Datenschutzkritik an Personalisierung der WM-Tickets

01.02.2005 Das Unabhängige Landeszentrum für Datenschutz Schleswig-Holstein kommt, nachdem ihm die Unterlagen über das Ticket-Vergabeverfahren zur Fußball-Weltmeisterschaft 2006 vorliegen, zu einer kritischen Bewertung.

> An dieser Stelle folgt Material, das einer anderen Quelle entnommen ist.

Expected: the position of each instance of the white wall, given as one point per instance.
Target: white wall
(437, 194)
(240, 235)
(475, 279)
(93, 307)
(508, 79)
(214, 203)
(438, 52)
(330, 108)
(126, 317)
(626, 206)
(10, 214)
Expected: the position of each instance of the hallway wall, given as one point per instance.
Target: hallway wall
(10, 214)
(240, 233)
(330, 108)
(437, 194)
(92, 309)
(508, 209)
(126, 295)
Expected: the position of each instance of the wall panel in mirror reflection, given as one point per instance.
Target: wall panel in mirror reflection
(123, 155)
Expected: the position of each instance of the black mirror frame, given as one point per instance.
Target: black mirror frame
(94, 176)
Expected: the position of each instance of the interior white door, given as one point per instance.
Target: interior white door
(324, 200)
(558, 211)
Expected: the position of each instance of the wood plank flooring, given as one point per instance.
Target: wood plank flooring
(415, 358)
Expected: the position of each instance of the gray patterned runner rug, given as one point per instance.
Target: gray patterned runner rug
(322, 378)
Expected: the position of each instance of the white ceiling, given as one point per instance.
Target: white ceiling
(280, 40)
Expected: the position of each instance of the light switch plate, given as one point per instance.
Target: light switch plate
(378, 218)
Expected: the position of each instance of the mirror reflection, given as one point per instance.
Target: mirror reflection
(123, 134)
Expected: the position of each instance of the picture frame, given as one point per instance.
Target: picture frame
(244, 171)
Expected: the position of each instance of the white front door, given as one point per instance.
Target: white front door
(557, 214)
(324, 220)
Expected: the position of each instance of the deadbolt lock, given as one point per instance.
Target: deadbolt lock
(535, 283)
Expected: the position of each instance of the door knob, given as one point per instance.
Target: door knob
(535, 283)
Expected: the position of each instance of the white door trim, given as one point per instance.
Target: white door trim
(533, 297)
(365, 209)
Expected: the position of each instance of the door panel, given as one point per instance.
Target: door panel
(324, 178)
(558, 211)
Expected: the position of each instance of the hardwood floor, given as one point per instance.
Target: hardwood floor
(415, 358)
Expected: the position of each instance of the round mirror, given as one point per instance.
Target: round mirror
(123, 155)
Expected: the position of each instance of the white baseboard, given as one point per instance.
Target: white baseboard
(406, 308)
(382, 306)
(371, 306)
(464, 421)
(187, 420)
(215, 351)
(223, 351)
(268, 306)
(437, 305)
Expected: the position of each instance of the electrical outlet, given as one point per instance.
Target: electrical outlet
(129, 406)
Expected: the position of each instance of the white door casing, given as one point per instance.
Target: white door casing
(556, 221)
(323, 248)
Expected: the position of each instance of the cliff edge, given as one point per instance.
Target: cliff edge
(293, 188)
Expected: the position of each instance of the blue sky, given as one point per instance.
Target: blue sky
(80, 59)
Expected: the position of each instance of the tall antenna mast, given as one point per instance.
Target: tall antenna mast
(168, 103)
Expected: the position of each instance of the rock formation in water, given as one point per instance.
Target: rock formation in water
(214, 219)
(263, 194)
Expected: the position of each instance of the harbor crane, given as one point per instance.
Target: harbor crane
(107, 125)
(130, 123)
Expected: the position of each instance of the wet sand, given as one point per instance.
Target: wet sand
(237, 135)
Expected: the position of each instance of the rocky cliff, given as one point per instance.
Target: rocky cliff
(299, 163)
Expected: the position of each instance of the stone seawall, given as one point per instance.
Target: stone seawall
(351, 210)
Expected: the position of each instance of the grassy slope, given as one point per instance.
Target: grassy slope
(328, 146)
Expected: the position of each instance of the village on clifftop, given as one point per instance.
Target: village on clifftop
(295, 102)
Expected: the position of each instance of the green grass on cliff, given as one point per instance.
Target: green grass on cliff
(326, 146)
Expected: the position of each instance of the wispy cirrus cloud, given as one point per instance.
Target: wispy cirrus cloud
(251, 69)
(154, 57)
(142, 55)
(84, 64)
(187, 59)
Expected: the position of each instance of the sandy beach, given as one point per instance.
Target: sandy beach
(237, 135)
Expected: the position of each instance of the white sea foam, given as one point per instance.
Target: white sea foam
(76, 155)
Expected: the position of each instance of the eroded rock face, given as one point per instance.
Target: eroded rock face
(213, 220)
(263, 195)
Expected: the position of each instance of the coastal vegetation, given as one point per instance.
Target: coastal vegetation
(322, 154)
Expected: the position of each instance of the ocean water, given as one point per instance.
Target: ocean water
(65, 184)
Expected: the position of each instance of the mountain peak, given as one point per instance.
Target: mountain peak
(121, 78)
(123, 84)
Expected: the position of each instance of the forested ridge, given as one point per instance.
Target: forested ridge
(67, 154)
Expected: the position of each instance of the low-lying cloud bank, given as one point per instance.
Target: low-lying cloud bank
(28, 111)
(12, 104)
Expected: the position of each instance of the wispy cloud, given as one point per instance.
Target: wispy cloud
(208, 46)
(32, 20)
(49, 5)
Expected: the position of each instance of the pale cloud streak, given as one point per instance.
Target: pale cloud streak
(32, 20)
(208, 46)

Bei dem am 1. Februar 2005 startenden Bestellverfahren ist eine Identifizierung sämtlicher Zuschauer vorgesehen; u.a. werden deren Namen, Adressen und Kontodaten erfasst. Die zentral beim Deutschen Fußballbund abgelegten Angaben werden über sog. RFID-Chips in den Tickets erschlossen. Die Kritik hieran erläutert der Leiter des Unabhängigen Landeszentrums für Datenschutz, Dr. Thilo Weichert:

„Die Fußball-Weltmeisterschaft wird zu einem Überwachungsgroßprojekt missbraucht, mit dem Fußball-Fans vollständig kontrollierbar gemacht werden sollen. Mit diesem Mehr an Überwachung wird aber kaum mehr Sicherheit erreicht. Notwendig, aber auch ausreichend ist die Präsenz von Sicherheitspersonal und ein lageabhängiges Eingreifen vor Ort. Zugleich wird mit dem Ticket-Verfahren die RFID-Technik, der Einsatz von kleinen Funkchips, in der Gesellschaft hoffähig gemacht. RFID sind in der Logistik sinnvoll, dieser Einsatz am Menschen ist aber alles andere als datenschutzfreundlich. Auf dem Bestellformular werden zudem mehr Daten als notwendig abgefordert, z.B. die Personalausweisnummer oder das Geburtsdatum. Für Werbezwecke lässt sich der DFB eine mit dem Datenschutzrecht nicht in Einklang stehende Einwilligung erteilen. Die Fußballfans werden weitgehend im Unklaren darüber gelassen, was mit ihren Daten geschieht. Da keine Alternative angeboten wird, stehen die Fußball-Fans vor der Alternative, entweder ihre Daten preiszugeben, oder auf die Teilnahme an WM-Spielen zu verzichten. Für den DFB steht offensichtlich nicht der Genuss am Fußball im Vordergrund, sondern die Vermarktung der Fans als Ware."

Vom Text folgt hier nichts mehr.